I have faith that the defense will do its part—despite the massive numbers Georgia put up against Oklahoma, the running game was more based on homerun hits rather than consistent churning drives, which Alabama will hopefully prevent. On offense, we need to do the reverse of what we did to Clemson—avoid going outside & pound the middle of the field (& for the love of god, no more bouncing Bo to the outside plays). Despite that grind of a fourth quarter, our offensive gameplan was pretty ideal against Clemson—here’s hoping we just take that one & invert it to attack the middle instead of the outside.

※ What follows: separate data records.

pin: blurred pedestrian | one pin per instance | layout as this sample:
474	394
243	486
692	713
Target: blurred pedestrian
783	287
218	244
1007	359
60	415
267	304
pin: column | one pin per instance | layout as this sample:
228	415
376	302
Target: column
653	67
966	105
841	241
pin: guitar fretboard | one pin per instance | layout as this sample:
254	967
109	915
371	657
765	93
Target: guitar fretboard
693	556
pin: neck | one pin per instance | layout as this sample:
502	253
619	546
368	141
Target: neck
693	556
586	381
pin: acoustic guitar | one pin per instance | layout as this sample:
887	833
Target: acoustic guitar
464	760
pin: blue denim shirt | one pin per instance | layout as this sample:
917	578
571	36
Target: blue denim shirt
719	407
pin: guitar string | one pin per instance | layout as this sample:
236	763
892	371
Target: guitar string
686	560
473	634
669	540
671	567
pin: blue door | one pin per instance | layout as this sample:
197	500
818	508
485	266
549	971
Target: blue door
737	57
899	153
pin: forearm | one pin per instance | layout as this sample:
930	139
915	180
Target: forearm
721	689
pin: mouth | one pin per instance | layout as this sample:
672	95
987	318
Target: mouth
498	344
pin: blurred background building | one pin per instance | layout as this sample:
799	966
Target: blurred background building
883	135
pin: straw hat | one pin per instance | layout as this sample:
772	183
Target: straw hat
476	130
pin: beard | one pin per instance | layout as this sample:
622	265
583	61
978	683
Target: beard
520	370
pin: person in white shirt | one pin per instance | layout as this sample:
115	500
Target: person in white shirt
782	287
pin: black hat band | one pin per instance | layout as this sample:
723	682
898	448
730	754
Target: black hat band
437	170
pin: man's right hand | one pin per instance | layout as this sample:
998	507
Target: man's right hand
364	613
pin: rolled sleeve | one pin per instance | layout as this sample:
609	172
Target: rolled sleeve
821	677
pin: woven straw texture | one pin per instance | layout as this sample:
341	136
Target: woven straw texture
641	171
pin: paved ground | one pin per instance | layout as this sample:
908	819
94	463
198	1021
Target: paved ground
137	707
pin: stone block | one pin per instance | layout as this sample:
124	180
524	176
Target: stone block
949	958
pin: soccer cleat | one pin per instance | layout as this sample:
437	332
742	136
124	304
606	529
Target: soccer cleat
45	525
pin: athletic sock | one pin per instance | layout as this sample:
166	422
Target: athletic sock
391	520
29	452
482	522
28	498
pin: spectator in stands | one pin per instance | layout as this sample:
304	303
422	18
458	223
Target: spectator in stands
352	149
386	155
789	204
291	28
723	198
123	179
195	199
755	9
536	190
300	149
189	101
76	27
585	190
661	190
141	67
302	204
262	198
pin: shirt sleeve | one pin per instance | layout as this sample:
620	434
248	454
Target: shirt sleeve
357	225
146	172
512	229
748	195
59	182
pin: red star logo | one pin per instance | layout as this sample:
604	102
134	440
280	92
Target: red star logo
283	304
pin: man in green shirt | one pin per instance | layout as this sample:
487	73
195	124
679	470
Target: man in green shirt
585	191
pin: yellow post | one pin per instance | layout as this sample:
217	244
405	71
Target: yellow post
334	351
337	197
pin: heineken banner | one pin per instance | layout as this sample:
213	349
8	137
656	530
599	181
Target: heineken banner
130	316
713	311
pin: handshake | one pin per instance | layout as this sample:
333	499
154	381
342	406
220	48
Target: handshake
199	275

After all of the trials & tribulations of this season, with the millions of injured linebackers & some way more than necessary Jalen hate, here we are, on the precipice of winning our 17th National Championship. This is a special, special thing that we are witnessing. The rest of college football can’t tell us nothing, but if we pull this off on Monday, that greatest of all time debate gets easier & easier to make. This team, for all of its growing pains, has become one of my favorites—a season that will look absolutely incredible in retrospect if we get his win. I hope to be dancing on University Boulevard come Monday night. See you in the streets.